Surgical treatment of tetralogy of Fallot is aimed at closing the ventricular septal defect and eliminating obstruction of the right ventricular outflow tract. In the presence of severe hypoplasia of the pulmonary valve ring, massive infundibulectomy and transannular repair are required, which leads to the development of severe pulmonary regurgitation [15]. The latter leads to chronic volume overload of the right ventricle, leading to progressive dilatation and dysfunction of the right ventricle [6, 7, 15, 16]. Over time, patients have reduced exercise tolerance, develop atrial and ventricular arrhythmias, and also have a high risk of sudden cardiac death within 3–4 decades of life [17].

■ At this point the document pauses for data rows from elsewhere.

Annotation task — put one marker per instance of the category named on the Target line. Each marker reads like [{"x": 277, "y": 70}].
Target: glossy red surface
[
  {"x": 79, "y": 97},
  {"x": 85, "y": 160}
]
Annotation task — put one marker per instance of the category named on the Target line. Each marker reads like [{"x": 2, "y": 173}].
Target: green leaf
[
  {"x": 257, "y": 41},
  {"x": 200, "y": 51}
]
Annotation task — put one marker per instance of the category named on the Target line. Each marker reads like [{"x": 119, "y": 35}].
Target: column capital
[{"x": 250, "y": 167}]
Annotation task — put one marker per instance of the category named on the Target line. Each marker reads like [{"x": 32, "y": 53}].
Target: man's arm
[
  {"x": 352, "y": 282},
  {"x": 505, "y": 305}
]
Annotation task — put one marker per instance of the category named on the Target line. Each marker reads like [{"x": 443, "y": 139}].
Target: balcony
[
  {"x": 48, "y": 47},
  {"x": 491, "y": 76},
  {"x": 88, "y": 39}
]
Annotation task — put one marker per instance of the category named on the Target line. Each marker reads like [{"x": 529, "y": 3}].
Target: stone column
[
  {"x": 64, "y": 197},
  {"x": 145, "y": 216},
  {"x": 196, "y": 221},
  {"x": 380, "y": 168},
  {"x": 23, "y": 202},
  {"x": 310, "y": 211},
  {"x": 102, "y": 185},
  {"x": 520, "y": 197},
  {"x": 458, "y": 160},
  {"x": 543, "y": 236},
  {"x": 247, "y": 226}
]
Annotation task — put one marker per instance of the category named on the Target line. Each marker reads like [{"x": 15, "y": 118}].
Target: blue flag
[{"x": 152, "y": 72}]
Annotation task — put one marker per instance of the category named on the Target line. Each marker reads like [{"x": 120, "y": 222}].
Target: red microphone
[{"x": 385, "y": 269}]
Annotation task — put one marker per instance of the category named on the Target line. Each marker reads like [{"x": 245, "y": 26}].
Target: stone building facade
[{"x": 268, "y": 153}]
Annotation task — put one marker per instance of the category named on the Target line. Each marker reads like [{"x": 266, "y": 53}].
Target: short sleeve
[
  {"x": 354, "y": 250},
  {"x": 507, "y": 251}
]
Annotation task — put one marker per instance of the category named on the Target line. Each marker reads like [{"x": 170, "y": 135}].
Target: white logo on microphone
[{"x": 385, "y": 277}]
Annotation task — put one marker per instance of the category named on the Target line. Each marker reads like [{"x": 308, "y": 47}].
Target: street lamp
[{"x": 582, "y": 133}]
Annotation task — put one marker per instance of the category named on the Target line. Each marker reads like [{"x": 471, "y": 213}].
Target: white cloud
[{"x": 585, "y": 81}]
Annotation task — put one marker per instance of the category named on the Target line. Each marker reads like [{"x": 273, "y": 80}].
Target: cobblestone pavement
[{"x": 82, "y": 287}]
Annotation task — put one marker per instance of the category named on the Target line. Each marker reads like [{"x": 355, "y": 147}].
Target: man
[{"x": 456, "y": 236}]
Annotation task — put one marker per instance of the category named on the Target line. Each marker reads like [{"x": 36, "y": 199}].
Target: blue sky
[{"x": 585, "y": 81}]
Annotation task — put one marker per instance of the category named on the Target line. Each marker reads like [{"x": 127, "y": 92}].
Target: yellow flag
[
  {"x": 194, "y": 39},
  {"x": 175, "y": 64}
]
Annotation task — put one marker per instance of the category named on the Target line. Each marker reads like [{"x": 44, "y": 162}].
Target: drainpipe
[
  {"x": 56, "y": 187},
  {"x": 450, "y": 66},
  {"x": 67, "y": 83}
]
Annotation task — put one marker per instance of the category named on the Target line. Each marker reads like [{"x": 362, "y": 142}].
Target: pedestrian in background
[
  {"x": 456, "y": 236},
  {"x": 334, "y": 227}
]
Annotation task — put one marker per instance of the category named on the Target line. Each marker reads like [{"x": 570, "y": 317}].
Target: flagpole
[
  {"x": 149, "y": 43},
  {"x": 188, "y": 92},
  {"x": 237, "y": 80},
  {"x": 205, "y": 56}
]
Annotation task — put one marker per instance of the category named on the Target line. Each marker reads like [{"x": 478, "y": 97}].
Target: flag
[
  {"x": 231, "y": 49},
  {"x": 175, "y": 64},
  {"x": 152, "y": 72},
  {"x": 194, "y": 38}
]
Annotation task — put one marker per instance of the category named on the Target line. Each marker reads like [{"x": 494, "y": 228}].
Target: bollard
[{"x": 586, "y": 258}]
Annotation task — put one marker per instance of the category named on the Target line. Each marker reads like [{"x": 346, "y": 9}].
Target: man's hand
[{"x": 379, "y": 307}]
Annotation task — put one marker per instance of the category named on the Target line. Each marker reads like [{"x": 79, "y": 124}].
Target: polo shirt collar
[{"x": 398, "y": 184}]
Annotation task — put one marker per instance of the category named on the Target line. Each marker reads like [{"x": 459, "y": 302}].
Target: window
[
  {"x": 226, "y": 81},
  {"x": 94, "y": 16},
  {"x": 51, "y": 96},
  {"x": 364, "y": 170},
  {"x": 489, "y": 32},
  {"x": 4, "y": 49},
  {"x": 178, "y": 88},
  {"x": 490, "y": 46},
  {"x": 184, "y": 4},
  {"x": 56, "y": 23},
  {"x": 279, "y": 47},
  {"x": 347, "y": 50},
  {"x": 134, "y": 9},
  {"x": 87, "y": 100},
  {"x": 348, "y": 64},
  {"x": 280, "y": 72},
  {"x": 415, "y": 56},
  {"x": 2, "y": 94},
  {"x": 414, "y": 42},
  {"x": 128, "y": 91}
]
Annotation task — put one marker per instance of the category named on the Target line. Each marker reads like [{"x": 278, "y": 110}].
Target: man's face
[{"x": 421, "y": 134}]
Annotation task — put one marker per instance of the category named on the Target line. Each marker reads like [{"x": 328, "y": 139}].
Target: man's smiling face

In the case of correction of tetralogy of Fallot with anomalies of the coronary arteries, the branches of which cross the outflow tract of the right ventricle, the only available option is conduit implantation. Over time, deformation and stenosis of the conduit occurs, which, due to pressure overload, leads to concentric hypertrophy of the right ventricle, increased diastolic pressure in its cavity and increased pressure in the right atrium [7]. Pressure overload and right ventricular hypertrophy are risk factors for poor outcome, including sustained ventricular tachycardia and sudden cardiac death in the long term after radical correction of tetralogy of Fallot [18].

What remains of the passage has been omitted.